Oyó una voz adormilada.
– Venga, abre la puerta.
– Por Dios. -Tropezando y tirando cosas a su paso, Mario apareció finalmente ante la puerta, con el pelo revuelto y sin afeitar-. ¿Qué…?
– Tenemos que hablar.
– ¿Estás bien de la cabeza? Son las cuatro de la madrugada.
– Levántate. Te espero abajo.
Mario se pasó una mano por la cara y bostezó. Cuando se desperezó, su espalda crujió.
– Deja que me ponga las zapatillas y coja los cigarrillos -dijo él y luego se dio media vuelta, tropezó de nuevo y masculló algo entre dientes.
Aquel chico no crecería jamás.
Anthony bajó las escaleras, y cuando su único hijo entró dando traspiés en la cocina, ya había descorchado una botella de champán.
– ¿Qué demonios ha pasado? -dijo Mario, chasqueando la lengua.
– Tenemos una celebración.
– Mierda, ¿y no podía esperar hasta una hora más decente…? ya sabes, hasta las seis o las siete de la mañana.
– No. Y tampoco es este momento para sarcasmos.
– Lo que tú digas, papi. -Mario acercó un encendedor a su cigarrillo-. De acuerdo, Estoy impaciente por saberlo. ¿Qué celebramos?
– Varias cosas.
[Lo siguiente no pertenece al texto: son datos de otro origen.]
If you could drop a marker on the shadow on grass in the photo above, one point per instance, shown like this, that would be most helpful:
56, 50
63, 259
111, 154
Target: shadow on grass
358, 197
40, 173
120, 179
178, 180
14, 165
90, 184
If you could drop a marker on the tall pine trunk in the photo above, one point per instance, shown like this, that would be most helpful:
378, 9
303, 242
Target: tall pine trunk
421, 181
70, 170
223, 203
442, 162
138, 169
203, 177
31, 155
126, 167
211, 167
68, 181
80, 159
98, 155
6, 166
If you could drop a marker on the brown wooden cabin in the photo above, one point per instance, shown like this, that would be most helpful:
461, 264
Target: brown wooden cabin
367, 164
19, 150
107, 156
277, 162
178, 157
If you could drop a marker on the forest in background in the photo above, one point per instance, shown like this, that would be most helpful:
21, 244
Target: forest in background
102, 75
Ven, acércate. -Anthony palmeó el brazo de su sillón indicándole a su hijo que se sentara allí, como cuando era niño. Echando humo por la comisura de los labios, él hizo lo que su padre le pedía-. Muy bien. Aquí… -Anthony pasó una copa a su hijo; luego, cuando Mario la tuvo en la mano, rozó el borde de su copa con la de su hijo-: Por el futuro.
– Bueno, sí, pues por el futuro. -Mario, pensando que su padre había perdido un tornillo más y estaba un paso más cerca del manicomio, empezó a beber, pero la mano de su padre lo detuvo-. Y por el fin de la enemistad familiar.
– ¡Dios mío!
– De acuerdo, pues por Dios también -dijo Anthony magnánimo.
– ¿De qué estás hablando? ¿La maldita enemistad familiar ha acabado? ¿Cómo ha sido? ¿Abres una botella del mejor champán y afirmas que la enemistad familiar se ha acabado, y toda esa mierda que nos ha estado persiguiendo durante años queda olvidada? ¿Así de simple? -Mario hizo chasquear dos dedos. Luego se frotó los ojos-. Estoy soñando. Eso es lo que me pasa. Se trata de una especie de pesadilla.